Some data types have discipline-specific repositories, such as genomic data stored in the Gene Expression Omnibus or dbGaP. For other types of data, eg. RedCap form outputs, there isn't necessarily an obvious repository to use. As part of a FAIR compliant repository, we strongly recommend selecting a repository which can provide your data submission with a persistent identifier, such as a DOI.

If you are unsure of which repository would be best for your research output, here are a few sites that can help you search for and understand your options.

NIH Repository Selection page
https://sharing.nih.gov/data-management-and-sharing-policy/sharing-scientific-data/repositories-for-sharing-scientific-data

Registry of Research Data Repositories 
https://www.re3data.org/ 

Repository Finder 
https://repositoryfinder.datacite.org/ 

DataPortals.org 
http://dataportals.org/ 

Generalist Repositories 
If you know that your data doesn't fit into a discipline-specific repository, then you'll likely want to submit your data to a generalist repository. Some of these repositories are free while others charge per submission. The table below shows costs (as of 01/08/2023) and size limitations of some of the NIH-recommended generalist repositories. (Source: Nature Data Repository Guidance)
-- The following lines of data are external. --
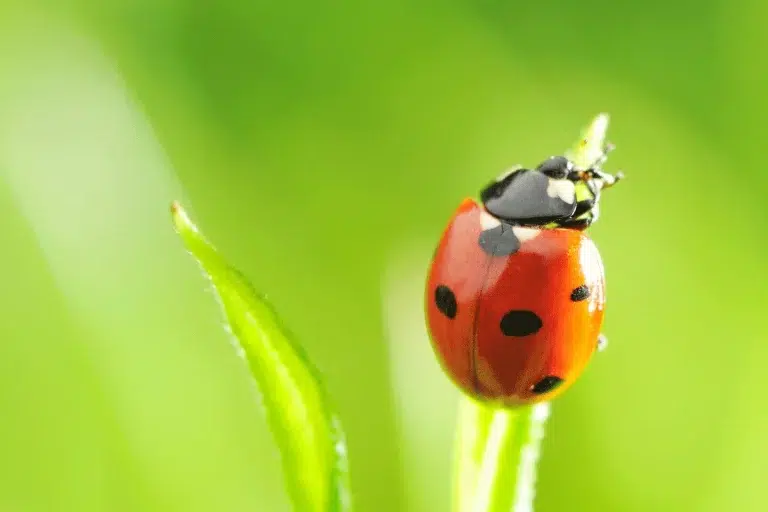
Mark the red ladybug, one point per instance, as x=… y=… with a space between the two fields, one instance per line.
x=516 y=291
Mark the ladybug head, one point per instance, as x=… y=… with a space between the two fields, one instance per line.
x=556 y=194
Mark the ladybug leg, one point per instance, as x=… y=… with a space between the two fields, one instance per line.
x=602 y=342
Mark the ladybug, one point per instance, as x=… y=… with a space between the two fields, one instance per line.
x=515 y=294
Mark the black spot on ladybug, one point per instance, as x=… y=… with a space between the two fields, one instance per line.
x=445 y=300
x=522 y=198
x=499 y=241
x=546 y=384
x=580 y=293
x=520 y=323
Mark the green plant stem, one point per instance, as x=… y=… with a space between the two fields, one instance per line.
x=498 y=450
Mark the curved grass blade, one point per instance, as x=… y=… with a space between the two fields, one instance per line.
x=298 y=410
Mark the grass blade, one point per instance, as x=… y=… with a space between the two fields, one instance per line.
x=299 y=412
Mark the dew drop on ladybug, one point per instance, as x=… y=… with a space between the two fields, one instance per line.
x=515 y=293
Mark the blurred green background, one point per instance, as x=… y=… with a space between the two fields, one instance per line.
x=322 y=147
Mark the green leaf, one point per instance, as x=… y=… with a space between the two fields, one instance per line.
x=305 y=426
x=497 y=449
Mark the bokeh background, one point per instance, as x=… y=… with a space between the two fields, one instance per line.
x=322 y=147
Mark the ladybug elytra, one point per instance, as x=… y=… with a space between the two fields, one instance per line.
x=515 y=294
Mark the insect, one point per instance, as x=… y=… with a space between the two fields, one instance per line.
x=515 y=293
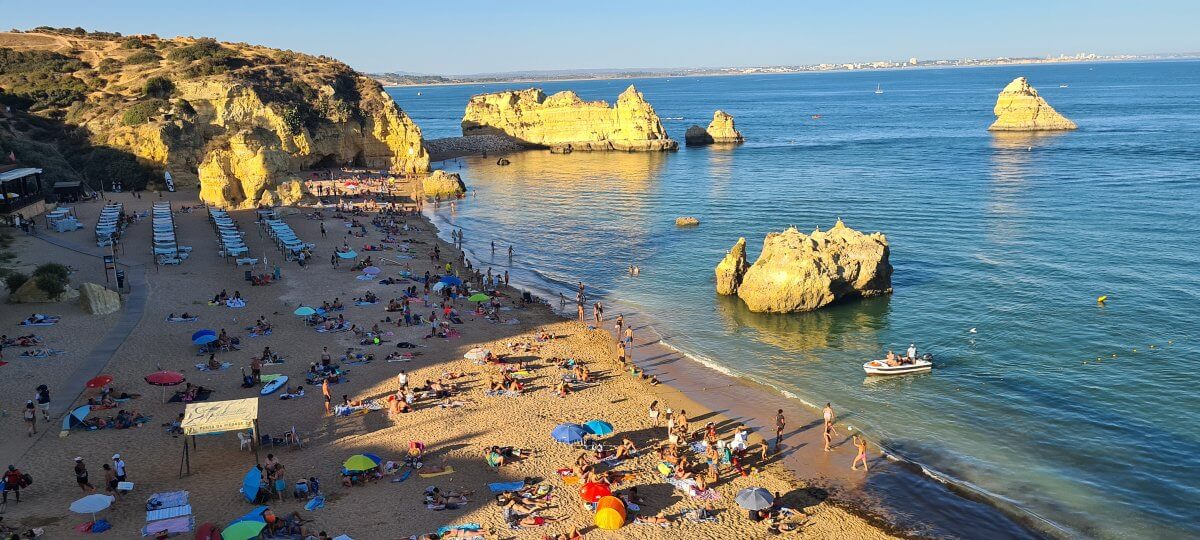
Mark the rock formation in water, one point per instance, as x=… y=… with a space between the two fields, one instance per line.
x=732 y=268
x=798 y=271
x=96 y=299
x=443 y=185
x=565 y=123
x=235 y=118
x=719 y=131
x=1020 y=108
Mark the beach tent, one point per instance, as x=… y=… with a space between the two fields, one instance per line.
x=219 y=417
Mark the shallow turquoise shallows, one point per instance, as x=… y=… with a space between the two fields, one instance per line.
x=1084 y=414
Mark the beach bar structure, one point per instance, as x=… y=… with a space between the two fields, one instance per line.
x=21 y=192
x=214 y=418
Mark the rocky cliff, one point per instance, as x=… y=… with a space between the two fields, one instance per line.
x=1020 y=108
x=719 y=131
x=567 y=123
x=798 y=271
x=235 y=118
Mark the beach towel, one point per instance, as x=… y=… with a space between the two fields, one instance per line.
x=174 y=526
x=448 y=469
x=501 y=487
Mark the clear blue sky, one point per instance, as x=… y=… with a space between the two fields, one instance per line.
x=454 y=37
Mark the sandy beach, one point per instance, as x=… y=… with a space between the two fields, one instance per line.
x=455 y=435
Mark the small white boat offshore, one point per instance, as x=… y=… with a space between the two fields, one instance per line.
x=904 y=366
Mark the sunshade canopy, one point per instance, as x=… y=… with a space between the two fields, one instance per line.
x=220 y=417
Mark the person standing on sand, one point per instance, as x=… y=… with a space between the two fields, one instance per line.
x=82 y=475
x=780 y=423
x=31 y=417
x=861 y=444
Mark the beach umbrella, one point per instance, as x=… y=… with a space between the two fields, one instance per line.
x=244 y=529
x=251 y=483
x=569 y=433
x=598 y=427
x=359 y=462
x=754 y=498
x=76 y=417
x=591 y=492
x=478 y=353
x=99 y=382
x=91 y=504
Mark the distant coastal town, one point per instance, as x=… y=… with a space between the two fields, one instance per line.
x=414 y=79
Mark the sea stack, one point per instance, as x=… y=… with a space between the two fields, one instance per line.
x=564 y=123
x=731 y=269
x=798 y=271
x=719 y=131
x=1020 y=108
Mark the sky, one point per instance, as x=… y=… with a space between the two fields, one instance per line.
x=463 y=37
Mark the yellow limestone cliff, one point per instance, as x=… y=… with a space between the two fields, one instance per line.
x=1020 y=108
x=239 y=119
x=719 y=131
x=565 y=123
x=798 y=271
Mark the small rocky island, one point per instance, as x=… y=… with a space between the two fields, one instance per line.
x=798 y=271
x=1020 y=108
x=719 y=131
x=565 y=123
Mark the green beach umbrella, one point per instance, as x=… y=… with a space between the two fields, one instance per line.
x=244 y=531
x=360 y=462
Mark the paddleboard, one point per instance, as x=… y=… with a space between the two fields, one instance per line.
x=274 y=385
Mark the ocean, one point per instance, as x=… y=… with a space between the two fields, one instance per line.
x=1080 y=414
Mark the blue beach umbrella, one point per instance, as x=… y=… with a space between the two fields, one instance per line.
x=251 y=483
x=76 y=417
x=598 y=427
x=569 y=433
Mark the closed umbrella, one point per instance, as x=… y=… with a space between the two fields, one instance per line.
x=754 y=498
x=569 y=433
x=598 y=427
x=91 y=504
x=99 y=382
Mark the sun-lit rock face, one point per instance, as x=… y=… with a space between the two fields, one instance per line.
x=1020 y=108
x=798 y=271
x=567 y=123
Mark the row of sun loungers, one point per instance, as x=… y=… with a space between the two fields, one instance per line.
x=165 y=245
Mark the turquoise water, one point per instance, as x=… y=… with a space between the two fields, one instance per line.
x=1014 y=237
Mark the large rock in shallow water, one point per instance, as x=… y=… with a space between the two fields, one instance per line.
x=95 y=299
x=798 y=271
x=732 y=268
x=567 y=123
x=1020 y=108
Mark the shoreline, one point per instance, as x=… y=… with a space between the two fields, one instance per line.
x=887 y=504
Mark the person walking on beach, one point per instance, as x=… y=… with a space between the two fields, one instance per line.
x=82 y=475
x=861 y=444
x=42 y=396
x=780 y=423
x=31 y=417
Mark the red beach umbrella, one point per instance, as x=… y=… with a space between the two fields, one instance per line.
x=591 y=492
x=100 y=382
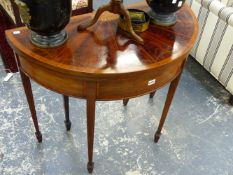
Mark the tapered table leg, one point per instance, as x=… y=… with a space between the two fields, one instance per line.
x=91 y=94
x=170 y=95
x=67 y=113
x=28 y=91
x=231 y=100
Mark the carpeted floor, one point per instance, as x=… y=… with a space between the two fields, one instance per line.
x=197 y=137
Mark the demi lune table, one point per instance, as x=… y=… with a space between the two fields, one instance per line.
x=102 y=64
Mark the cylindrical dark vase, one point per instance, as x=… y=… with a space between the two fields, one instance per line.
x=163 y=12
x=46 y=19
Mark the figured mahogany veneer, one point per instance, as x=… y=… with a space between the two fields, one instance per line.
x=102 y=64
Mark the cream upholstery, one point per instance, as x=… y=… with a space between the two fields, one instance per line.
x=214 y=46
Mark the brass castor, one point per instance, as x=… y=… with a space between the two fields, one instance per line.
x=90 y=166
x=39 y=136
x=68 y=125
x=157 y=137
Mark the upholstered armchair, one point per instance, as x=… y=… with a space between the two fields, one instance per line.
x=214 y=46
x=10 y=18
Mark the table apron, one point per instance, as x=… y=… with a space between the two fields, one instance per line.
x=107 y=89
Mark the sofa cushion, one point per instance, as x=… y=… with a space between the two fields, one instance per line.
x=6 y=4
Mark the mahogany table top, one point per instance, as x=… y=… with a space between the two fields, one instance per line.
x=102 y=51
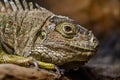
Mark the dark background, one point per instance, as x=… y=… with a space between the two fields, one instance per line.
x=103 y=18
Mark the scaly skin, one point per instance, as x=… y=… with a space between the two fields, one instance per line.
x=42 y=35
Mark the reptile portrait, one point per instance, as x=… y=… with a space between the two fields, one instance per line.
x=30 y=34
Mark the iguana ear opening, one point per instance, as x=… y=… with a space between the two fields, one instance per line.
x=42 y=34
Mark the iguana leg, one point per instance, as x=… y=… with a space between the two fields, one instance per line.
x=19 y=60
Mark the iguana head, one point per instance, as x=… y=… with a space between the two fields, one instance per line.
x=63 y=41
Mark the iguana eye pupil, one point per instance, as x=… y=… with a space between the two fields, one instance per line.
x=67 y=29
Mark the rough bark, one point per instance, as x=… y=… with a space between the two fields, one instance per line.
x=14 y=72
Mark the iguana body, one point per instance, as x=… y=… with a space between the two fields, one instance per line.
x=38 y=33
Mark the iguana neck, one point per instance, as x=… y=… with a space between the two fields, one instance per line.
x=18 y=29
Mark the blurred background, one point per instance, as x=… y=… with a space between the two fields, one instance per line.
x=103 y=18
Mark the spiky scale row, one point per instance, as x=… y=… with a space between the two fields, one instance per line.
x=13 y=5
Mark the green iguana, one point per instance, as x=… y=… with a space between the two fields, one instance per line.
x=30 y=33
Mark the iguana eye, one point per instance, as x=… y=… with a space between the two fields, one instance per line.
x=67 y=29
x=42 y=34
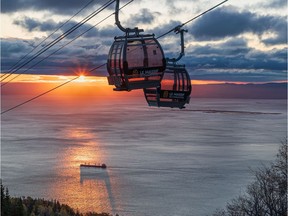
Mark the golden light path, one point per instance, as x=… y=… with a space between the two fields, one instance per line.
x=85 y=190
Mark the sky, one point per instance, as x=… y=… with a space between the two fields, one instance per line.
x=238 y=42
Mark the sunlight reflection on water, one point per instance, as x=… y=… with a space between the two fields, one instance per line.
x=160 y=162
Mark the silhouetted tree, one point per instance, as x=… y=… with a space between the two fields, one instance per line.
x=267 y=195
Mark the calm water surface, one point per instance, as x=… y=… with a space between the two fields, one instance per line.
x=160 y=161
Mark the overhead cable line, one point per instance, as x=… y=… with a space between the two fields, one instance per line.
x=66 y=45
x=46 y=92
x=179 y=26
x=21 y=59
x=61 y=37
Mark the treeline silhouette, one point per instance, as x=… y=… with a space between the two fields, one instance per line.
x=27 y=206
x=267 y=194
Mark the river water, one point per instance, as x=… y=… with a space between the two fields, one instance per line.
x=160 y=161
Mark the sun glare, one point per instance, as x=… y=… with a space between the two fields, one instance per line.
x=81 y=78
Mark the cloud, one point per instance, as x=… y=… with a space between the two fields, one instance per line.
x=276 y=4
x=228 y=22
x=56 y=6
x=34 y=25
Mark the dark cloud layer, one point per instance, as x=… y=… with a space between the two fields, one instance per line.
x=56 y=6
x=232 y=58
x=228 y=22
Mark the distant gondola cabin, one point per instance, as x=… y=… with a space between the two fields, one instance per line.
x=174 y=91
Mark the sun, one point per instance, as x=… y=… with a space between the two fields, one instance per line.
x=81 y=78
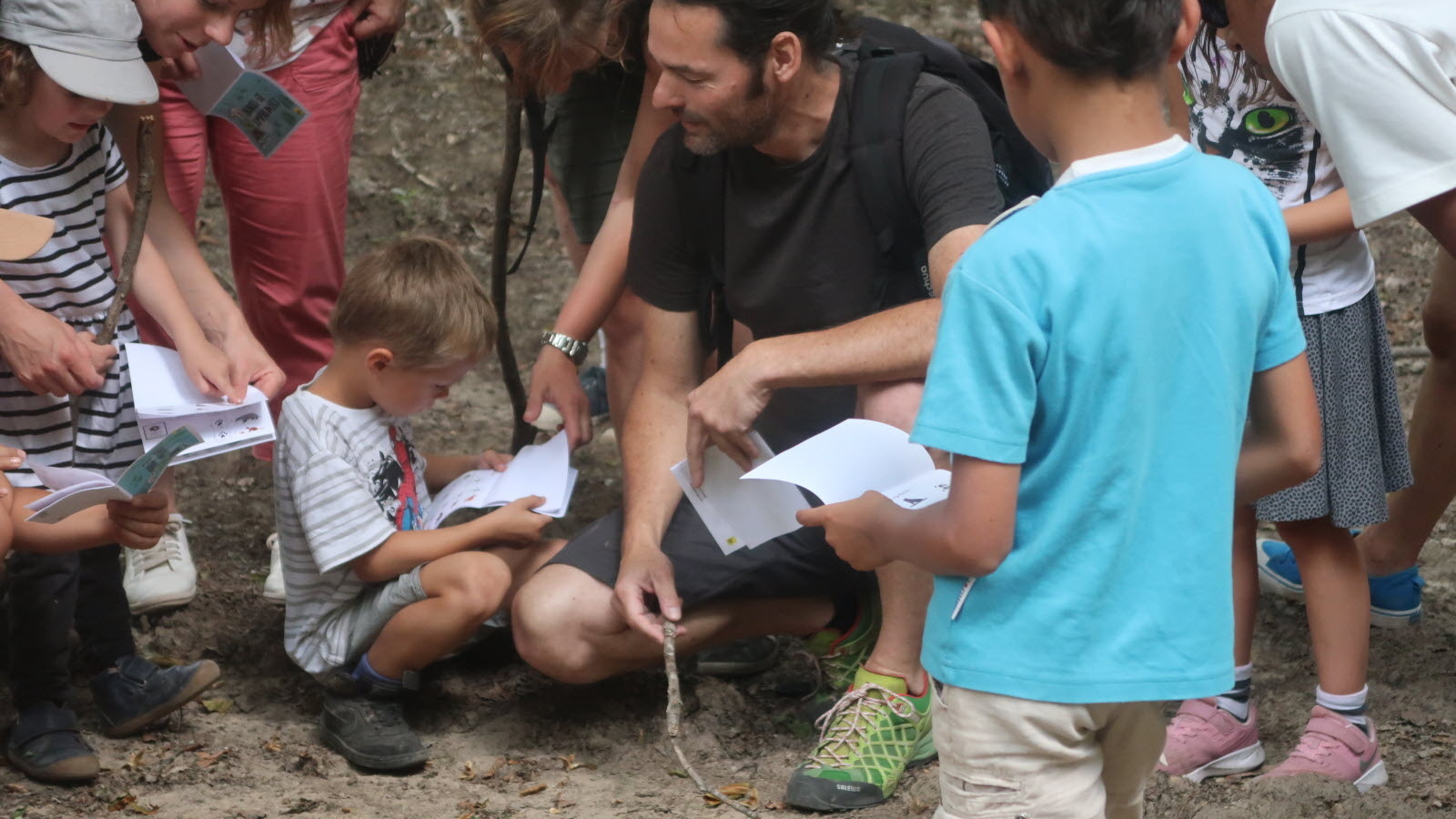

Repository Name Information on fees/costs Size limits
Dryad $120 USD for first 20 GB, and $50 USD for each additional 10 GB None stated
figshare 100 GB free per Scientific Data manuscript.  1 TB per dataset
Harvard Dataverse Contact repository for datasets over 1 TB

2.5 GB per file, 10 GB per dataset

Mendeley Data Open and secure cloud-based communal repository  Personal accounts have a maximum limit of 10 GB per dataset.
OSF (Open Science Framework) Free of charge 5 GB per file, multiple files can be uploaded
Zenodo Donations towards sustainability encouraged 50 GB per dataset
Science Data Bank Free of charge 8 GB per file, no limit to dataset size

The General Repository Comparison Chart and FAIRsharing Collection is another resource and an outcome of an NIH Workshop on the Role of Generalist Repositories to Enhance Data Discoverability and Reuse, held in early February 2020. Following the workshop, representatives of the participating generalist repositories collaborated to develop a tool researchers could use to make decisions about selecting a general repository. They intend that the content will be dynamically updated through their partnership with FAIRsharing. The American Geophysical Union should be acknowledged for designing the document. Version 3.0 (May 17, 2023) has been updated to the current services provided by the repositories and supporting policies. 

FAIR Principles

The FAIR principles (Findability, Accessibility, Interoperability, Reusability) are a set of aspirational goals to which all data should strive to adhere. If you are interested in learning more about the FAIR principles and how these standards can be applied to all aspects of your research including repositories to improve data sharing and data reuse, check out:

FAIRsharing.org 
Go FAIR

Digital Object Identifiers (DOI)

DOIs are a type of persistent identifier (PID) which can be applied to datasets, as well as published articles. They are issued through an internationally recognized searchable registry.

DOIs for datasets:

  • Support FAIR principles: Findability, Accessibility, Interoperability, and Reuse
  • Facilitate discovery, citation, and sharing of data
  • Preserve and plan beyond initial publication to improve reproducibility of research
  • Demonstrate broader picture of research by exposing the many-to-many relationship between research data and publications
  • Enhance reporting of data use and reuse for authors as well as data contributors
  • Disambiguation (similar to ORCID for authors)
  • Philosophically, treat data as an entity with its own value distinct from associated publication(s)

At MSK, the Library supports an institutional  membership to DataCite, an organization through which we are able to register DOIs. We can also integrate this service with a local MSK repository to help adhere to FAIR principles.